“The team members were very tolerant”: social interactional ideologies and power in an intercultural context

Article / Journal
Author(s) / editor(s):
Melisa Stevanovic
,
Milene Mendes de Oliveira
Year: 2025
Language(s): English
Abstract:
Speakers may resort to different inferences and expectations in intercultural encounters. These expectations are influenced by speakers’ socialization processes in speech communities and networks, as well as by the local interactional demands and power dynamics in the communicative situation. While interactional sociolinguistic studies have unveiled intercultural mismatches in how contextualization asymmetries operate in the here-and-now of interaction, less attention has been given to speakers’ normative expectations of good and bad social encounters, as reflected in retrospective accounts of interactional experiences.

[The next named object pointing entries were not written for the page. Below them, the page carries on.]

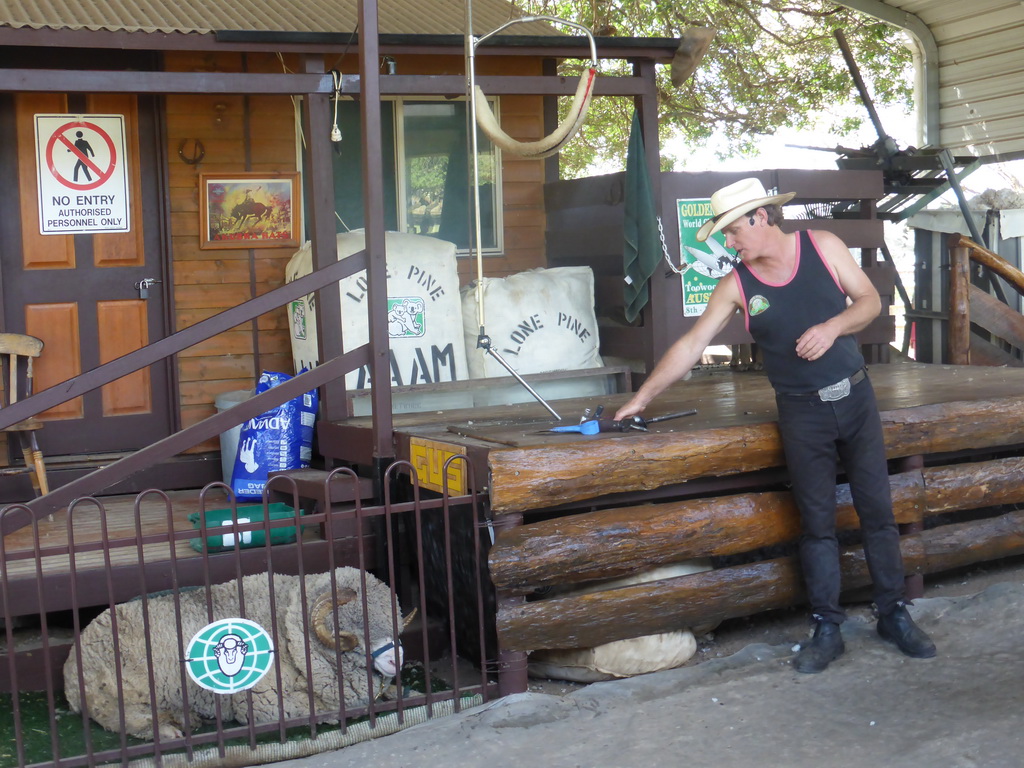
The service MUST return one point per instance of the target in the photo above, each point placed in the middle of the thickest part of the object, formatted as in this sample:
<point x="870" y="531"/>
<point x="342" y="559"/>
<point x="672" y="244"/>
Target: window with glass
<point x="427" y="172"/>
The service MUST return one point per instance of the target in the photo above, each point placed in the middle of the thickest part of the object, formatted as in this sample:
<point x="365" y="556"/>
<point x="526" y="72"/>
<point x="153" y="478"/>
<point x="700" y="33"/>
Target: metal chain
<point x="665" y="252"/>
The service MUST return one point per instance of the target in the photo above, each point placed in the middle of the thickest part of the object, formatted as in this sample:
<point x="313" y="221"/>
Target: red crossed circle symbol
<point x="101" y="175"/>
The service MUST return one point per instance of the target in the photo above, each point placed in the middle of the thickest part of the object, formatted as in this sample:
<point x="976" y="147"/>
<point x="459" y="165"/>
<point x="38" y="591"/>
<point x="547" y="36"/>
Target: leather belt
<point x="833" y="392"/>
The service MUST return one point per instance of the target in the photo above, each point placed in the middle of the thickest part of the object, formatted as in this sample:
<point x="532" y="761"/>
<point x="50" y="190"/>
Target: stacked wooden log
<point x="609" y="543"/>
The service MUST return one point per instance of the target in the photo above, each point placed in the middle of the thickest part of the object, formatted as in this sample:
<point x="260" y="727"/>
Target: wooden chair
<point x="17" y="347"/>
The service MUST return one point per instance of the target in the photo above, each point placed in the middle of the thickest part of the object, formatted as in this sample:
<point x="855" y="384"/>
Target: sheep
<point x="637" y="655"/>
<point x="97" y="659"/>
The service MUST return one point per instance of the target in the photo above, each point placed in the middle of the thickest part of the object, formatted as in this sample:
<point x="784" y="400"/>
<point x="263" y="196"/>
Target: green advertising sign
<point x="704" y="263"/>
<point x="229" y="655"/>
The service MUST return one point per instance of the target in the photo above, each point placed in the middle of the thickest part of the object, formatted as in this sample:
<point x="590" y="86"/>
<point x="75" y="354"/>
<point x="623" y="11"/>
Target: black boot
<point x="824" y="647"/>
<point x="898" y="628"/>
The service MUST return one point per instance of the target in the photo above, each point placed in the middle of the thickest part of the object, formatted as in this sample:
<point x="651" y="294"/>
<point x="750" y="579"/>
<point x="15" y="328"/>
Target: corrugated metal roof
<point x="980" y="66"/>
<point x="395" y="16"/>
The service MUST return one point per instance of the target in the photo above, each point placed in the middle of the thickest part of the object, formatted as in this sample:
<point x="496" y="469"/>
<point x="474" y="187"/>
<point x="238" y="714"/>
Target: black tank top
<point x="778" y="314"/>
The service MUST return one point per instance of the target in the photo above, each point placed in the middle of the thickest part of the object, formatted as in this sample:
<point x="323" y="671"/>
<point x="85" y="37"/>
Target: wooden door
<point x="79" y="293"/>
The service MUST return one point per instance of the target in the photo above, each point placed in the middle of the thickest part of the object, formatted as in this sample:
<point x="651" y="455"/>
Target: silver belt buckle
<point x="836" y="391"/>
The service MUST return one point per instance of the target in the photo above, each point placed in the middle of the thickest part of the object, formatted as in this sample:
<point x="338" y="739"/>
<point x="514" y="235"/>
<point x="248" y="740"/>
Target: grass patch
<point x="71" y="731"/>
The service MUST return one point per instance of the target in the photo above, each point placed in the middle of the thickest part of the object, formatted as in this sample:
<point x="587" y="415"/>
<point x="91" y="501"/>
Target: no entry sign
<point x="83" y="174"/>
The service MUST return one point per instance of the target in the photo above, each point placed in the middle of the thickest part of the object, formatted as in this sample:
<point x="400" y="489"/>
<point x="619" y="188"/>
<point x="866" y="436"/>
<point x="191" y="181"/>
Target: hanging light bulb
<point x="336" y="131"/>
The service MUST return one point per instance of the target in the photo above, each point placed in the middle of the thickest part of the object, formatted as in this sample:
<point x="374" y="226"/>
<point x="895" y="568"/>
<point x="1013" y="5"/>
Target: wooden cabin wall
<point x="258" y="133"/>
<point x="239" y="133"/>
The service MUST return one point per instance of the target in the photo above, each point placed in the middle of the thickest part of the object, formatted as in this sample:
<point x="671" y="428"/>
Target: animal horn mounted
<point x="323" y="607"/>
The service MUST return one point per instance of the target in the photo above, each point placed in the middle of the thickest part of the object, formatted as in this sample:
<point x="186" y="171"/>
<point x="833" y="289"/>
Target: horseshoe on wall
<point x="199" y="152"/>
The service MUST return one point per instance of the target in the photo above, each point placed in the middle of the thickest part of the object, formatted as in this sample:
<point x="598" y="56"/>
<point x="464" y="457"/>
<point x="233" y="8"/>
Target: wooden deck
<point x="925" y="409"/>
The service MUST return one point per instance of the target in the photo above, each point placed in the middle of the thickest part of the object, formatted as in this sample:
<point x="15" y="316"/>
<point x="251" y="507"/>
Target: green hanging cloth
<point x="642" y="247"/>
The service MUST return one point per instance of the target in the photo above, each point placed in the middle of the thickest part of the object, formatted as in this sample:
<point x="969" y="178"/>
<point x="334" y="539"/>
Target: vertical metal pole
<point x="960" y="304"/>
<point x="373" y="185"/>
<point x="322" y="230"/>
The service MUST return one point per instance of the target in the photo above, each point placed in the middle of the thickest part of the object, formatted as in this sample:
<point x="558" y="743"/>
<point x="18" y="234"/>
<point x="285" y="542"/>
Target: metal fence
<point x="179" y="630"/>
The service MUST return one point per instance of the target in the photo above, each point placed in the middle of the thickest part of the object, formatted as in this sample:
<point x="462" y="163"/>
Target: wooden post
<point x="960" y="305"/>
<point x="913" y="584"/>
<point x="513" y="676"/>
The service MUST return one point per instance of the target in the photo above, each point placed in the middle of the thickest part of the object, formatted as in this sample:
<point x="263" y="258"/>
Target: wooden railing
<point x="212" y="426"/>
<point x="969" y="304"/>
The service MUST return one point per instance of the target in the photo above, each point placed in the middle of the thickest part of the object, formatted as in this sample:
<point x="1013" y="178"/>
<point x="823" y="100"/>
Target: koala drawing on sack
<point x="335" y="629"/>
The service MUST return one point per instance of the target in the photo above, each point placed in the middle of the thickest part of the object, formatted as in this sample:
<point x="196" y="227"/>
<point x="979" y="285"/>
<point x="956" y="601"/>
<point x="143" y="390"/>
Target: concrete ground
<point x="870" y="708"/>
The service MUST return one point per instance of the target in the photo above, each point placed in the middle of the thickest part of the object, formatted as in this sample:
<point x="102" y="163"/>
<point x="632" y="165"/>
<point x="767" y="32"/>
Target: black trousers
<point x="817" y="437"/>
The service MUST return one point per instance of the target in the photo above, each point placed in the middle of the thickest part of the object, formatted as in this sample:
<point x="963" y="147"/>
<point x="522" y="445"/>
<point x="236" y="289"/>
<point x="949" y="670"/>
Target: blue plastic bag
<point x="280" y="438"/>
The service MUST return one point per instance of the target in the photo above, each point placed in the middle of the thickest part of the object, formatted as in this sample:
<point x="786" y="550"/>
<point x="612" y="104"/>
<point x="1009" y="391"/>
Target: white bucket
<point x="229" y="439"/>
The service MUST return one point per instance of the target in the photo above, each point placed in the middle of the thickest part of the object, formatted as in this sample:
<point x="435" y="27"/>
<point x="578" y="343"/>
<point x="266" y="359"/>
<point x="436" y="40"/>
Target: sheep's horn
<point x="322" y="608"/>
<point x="409" y="620"/>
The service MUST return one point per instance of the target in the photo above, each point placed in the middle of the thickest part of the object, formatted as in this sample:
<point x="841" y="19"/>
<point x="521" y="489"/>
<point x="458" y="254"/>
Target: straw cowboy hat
<point x="731" y="202"/>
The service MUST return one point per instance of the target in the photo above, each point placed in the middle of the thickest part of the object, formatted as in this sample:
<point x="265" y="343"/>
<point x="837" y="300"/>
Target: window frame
<point x="400" y="171"/>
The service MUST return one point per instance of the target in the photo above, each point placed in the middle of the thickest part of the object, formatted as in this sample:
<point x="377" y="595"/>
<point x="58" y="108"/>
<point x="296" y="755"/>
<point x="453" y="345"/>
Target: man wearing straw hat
<point x="804" y="296"/>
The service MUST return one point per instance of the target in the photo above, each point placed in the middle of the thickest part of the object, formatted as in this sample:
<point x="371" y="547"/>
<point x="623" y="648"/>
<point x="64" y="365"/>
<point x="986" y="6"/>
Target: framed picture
<point x="249" y="210"/>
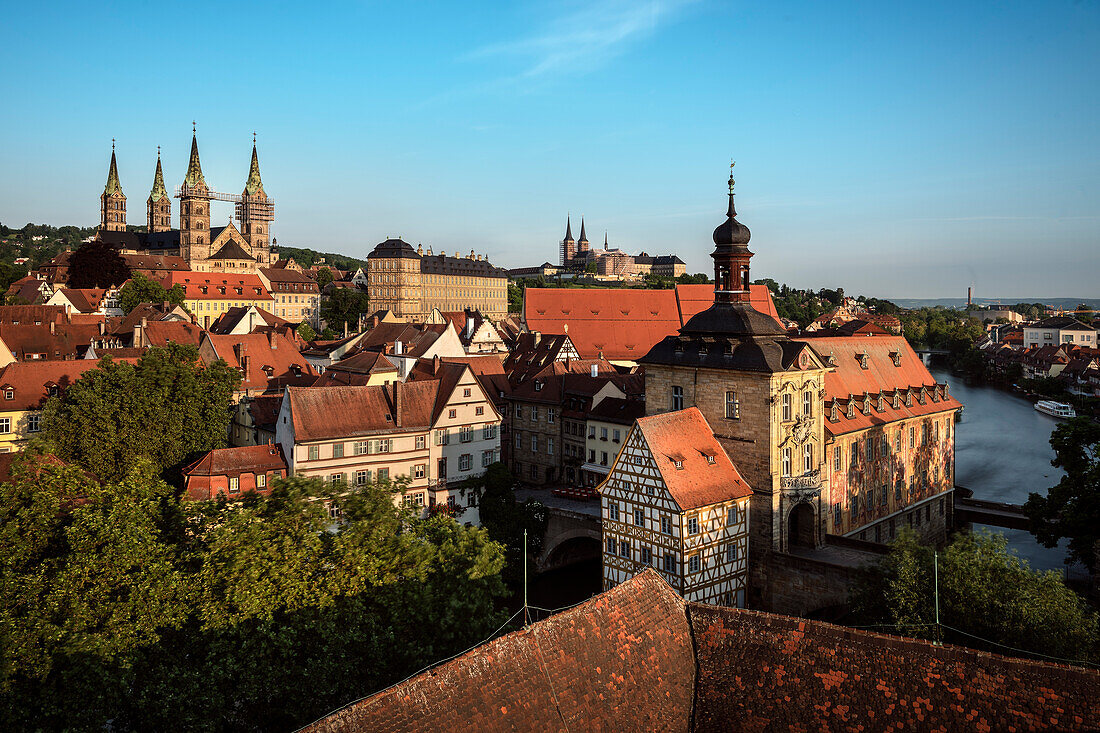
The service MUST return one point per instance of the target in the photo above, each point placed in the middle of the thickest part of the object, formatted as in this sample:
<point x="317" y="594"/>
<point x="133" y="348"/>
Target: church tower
<point x="112" y="201"/>
<point x="158" y="208"/>
<point x="194" y="210"/>
<point x="254" y="211"/>
<point x="568" y="244"/>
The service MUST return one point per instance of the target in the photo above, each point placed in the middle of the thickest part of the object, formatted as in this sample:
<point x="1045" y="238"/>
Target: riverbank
<point x="1002" y="452"/>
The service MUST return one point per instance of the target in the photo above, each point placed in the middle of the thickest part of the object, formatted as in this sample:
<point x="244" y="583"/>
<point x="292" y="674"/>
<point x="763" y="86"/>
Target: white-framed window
<point x="678" y="397"/>
<point x="733" y="406"/>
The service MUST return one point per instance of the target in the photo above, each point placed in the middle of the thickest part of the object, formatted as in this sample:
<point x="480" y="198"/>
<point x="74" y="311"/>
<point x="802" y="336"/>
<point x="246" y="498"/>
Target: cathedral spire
<point x="113" y="185"/>
<point x="254" y="185"/>
<point x="194" y="176"/>
<point x="158" y="190"/>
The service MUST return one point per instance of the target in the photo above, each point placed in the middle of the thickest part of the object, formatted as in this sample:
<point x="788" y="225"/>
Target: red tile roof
<point x="238" y="460"/>
<point x="686" y="437"/>
<point x="219" y="286"/>
<point x="619" y="662"/>
<point x="32" y="381"/>
<point x="881" y="376"/>
<point x="638" y="658"/>
<point x="273" y="362"/>
<point x="623" y="324"/>
<point x="344" y="412"/>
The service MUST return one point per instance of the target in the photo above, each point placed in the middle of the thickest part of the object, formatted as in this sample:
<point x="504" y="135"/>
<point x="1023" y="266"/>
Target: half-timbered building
<point x="674" y="501"/>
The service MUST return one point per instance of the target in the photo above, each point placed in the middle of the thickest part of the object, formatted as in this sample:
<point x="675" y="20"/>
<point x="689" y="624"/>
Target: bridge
<point x="998" y="514"/>
<point x="573" y="534"/>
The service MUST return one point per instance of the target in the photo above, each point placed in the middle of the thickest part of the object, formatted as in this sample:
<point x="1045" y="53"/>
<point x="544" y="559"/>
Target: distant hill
<point x="1067" y="304"/>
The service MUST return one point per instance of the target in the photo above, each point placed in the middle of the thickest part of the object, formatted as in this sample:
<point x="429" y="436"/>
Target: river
<point x="1002" y="452"/>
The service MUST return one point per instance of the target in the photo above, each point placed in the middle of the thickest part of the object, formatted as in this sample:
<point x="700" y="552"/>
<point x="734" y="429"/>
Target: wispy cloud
<point x="583" y="40"/>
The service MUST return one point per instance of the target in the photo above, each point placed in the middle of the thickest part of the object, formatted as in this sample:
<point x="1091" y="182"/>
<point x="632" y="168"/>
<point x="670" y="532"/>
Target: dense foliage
<point x="142" y="290"/>
<point x="985" y="591"/>
<point x="122" y="608"/>
<point x="97" y="264"/>
<point x="1071" y="509"/>
<point x="342" y="307"/>
<point x="165" y="408"/>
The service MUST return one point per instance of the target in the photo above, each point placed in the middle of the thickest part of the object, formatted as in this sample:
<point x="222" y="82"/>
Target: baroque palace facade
<point x="204" y="247"/>
<point x="411" y="283"/>
<point x="846" y="436"/>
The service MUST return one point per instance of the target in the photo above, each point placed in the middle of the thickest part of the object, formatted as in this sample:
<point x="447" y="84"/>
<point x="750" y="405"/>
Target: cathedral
<point x="205" y="248"/>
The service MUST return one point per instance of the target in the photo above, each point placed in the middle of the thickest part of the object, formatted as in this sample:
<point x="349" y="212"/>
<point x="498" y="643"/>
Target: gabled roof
<point x="238" y="460"/>
<point x="347" y="412"/>
<point x="685" y="437"/>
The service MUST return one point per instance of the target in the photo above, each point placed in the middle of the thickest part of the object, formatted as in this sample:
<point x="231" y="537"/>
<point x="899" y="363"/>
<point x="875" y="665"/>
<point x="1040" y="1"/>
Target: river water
<point x="1002" y="452"/>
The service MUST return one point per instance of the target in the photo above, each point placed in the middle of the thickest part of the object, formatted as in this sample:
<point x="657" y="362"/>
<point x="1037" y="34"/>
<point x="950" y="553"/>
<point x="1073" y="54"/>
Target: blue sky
<point x="901" y="150"/>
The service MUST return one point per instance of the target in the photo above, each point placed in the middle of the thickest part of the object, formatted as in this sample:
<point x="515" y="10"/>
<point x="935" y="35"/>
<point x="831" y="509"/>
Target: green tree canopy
<point x="132" y="608"/>
<point x="1071" y="509"/>
<point x="166" y="407"/>
<point x="985" y="591"/>
<point x="343" y="306"/>
<point x="97" y="264"/>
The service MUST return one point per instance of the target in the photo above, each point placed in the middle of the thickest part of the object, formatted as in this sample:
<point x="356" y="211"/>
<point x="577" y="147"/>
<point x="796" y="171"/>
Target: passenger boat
<point x="1055" y="408"/>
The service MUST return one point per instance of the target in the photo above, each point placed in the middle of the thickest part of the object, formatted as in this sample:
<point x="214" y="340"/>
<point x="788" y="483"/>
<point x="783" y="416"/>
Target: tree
<point x="134" y="611"/>
<point x="985" y="591"/>
<point x="142" y="290"/>
<point x="166" y="407"/>
<point x="343" y="306"/>
<point x="1071" y="509"/>
<point x="97" y="264"/>
<point x="505" y="520"/>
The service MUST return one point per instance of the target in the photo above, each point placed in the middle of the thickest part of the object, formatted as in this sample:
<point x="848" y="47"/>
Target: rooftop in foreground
<point x="639" y="658"/>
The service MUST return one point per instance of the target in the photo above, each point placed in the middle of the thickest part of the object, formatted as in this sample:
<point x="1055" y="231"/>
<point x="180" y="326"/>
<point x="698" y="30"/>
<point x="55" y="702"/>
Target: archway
<point x="801" y="526"/>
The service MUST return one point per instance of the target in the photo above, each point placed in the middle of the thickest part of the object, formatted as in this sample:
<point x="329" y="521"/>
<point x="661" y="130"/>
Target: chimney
<point x="398" y="413"/>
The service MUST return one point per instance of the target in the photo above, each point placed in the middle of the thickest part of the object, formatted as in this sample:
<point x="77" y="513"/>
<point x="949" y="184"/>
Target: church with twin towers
<point x="244" y="247"/>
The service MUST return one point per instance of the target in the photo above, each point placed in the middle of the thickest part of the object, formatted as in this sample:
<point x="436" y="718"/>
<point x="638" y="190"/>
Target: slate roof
<point x="639" y="658"/>
<point x="705" y="474"/>
<point x="624" y="324"/>
<point x="345" y="412"/>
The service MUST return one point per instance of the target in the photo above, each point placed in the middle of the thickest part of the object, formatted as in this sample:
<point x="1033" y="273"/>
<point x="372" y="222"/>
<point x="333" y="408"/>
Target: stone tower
<point x="194" y="210"/>
<point x="568" y="244"/>
<point x="112" y="203"/>
<point x="253" y="211"/>
<point x="158" y="207"/>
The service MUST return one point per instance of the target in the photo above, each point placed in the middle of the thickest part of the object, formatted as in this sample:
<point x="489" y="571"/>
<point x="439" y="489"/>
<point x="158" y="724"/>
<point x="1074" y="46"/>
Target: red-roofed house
<point x="622" y="324"/>
<point x="673" y="501"/>
<point x="233" y="471"/>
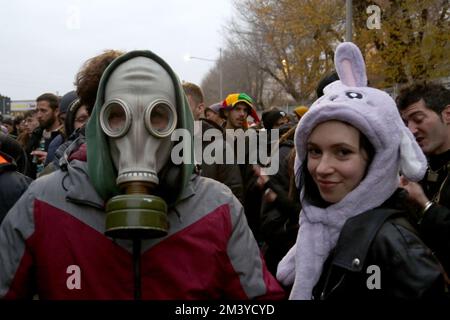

This article uses critical discursive psychology to examine social interactional ideologies, as German and Chinese students (home and exchange students, respectively) reflect on their experiences in a virtual intercultural game. As an analytical tool, we use the notion of “interpretative repertoires,” i.e., culturally shared ways to construct generally recognizable versions of objects. Our analysis of reflection reports written by the game players shows repertoires addressing ideal behaviors and ideal group features, which tend to place the German students in a more favorable position than the Chinese students. We discuss how local and historical power dynamics are blended in the repertoires and point to the need to critically engage with the social interactional ideologies that exist – but often go unnoticed – in intercultural settings.